Imagine a world where trade barriers suddenly rise, disrupting the intricate web of global commerce. That’s exactly what happened in 2025 when the United States imposed new tariffs, sending shockwaves through economies worldwide. But here’s where it gets controversial: while some argue these tariffs protect domestic industries, others claim they do more harm than good. So, what’s the real impact? Let’s dive in.
A groundbreaking study, published as BIS Working Paper No. 1316 on December 11, 2025, tackles this question head-on. It examines how these tariffs rippled across more than 60 economies and 16 major industries, from manufacturing to services. Using a sophisticated multi-country, multi-sector trade model, the research tracks how businesses source parts and services globally, revealing the complex interdependencies of modern supply chains. And this is the part most people miss: the model also accounts for how workers respond to changing wages and prices, adding a layer of realism often overlooked in economic analyses.
The study’s unique contribution lies in its ability to simulate both short-term and long-term effects. In the short run, firms are stuck with existing suppliers, leading to immediate input cost increases and wage pressures. Over time, however, they adapt by reshaping their supply chains, either domestically or abroad. This dual perspective offers policymakers practical insights, contrasting broad tariffs with targeted measures aimed at specific industries or countries like China.
The findings are eye-opening. Broad tariffs trigger significant output losses, particularly in the U.S. and its close trading partners like Canada and Mexico. Manufacturing takes the hardest hit due to its heavy reliance on imported components, but even services shrink as they’re intertwined with other sectors. Inflation spikes in the U.S., while some trading partners face deflation as demand for their exports plunges. Here’s the kicker: while firms eventually adjust, the damage isn’t fully reversed. Narrower, targeted tariffs, however, cause less global disruption, raising the question: is a scalpel better than a sledgehammer in trade policy?
The paper’s abstract underscores its methodological rigor, incorporating input-output linkages and endogenous labor supply to capture how tariff shocks propagate through global value chains. It highlights how sectoral interdependence and labor market dynamics amplify these shocks, leading to substantial short-term losses and inflationary pressures. Long-term adjustments help, but the scars remain, especially for economies deeply tied to U.S. supply chains.

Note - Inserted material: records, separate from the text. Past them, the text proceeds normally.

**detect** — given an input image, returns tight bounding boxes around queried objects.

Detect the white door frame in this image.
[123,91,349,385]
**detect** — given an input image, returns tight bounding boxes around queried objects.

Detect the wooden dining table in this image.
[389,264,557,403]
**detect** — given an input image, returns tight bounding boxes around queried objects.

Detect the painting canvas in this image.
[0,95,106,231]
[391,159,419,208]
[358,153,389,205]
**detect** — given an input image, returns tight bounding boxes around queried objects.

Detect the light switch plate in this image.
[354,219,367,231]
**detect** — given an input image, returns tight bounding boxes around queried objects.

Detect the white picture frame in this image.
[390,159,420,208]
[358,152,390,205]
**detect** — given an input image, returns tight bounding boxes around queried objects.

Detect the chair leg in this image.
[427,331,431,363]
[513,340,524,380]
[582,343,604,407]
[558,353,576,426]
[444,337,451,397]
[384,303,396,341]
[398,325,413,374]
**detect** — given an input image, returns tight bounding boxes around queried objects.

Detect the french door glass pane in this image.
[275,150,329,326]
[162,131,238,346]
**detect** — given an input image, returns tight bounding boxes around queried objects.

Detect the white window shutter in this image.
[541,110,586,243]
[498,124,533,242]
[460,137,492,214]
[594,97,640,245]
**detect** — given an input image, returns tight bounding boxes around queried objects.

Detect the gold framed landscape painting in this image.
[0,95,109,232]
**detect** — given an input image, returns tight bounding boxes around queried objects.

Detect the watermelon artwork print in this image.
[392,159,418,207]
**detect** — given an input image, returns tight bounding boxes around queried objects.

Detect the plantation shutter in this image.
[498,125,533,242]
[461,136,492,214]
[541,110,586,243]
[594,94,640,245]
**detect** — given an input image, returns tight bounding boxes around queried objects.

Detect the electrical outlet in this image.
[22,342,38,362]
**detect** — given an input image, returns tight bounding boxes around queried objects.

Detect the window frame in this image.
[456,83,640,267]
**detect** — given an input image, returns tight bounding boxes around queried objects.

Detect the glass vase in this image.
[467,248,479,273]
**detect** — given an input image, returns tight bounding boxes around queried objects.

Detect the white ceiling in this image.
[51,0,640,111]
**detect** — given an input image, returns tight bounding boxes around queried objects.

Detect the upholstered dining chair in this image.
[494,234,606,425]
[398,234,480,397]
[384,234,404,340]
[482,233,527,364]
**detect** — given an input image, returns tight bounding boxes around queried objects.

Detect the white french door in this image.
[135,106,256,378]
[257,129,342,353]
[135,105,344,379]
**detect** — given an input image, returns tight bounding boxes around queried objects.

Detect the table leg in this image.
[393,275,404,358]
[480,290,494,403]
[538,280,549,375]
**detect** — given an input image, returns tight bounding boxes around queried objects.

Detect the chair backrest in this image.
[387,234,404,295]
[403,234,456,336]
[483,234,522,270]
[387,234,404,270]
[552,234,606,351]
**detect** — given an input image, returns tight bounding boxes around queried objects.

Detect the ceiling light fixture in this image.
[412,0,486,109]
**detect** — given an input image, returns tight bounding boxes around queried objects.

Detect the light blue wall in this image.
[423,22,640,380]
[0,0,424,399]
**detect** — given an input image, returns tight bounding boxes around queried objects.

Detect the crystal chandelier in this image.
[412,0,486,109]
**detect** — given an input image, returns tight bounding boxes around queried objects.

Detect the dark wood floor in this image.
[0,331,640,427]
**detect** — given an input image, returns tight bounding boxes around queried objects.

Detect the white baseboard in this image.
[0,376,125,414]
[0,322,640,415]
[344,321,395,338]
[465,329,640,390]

Now, let’s stir the pot: Do tariffs truly safeguard national interests, or do they inadvertently harm global economic stability? Are targeted policies the future of trade, or do they risk escalating tensions? Share your thoughts below—this debate is far from over.
Note: The views expressed in this publication are those of the authors and do not necessarily reflect the views of the BIS or its member central banks.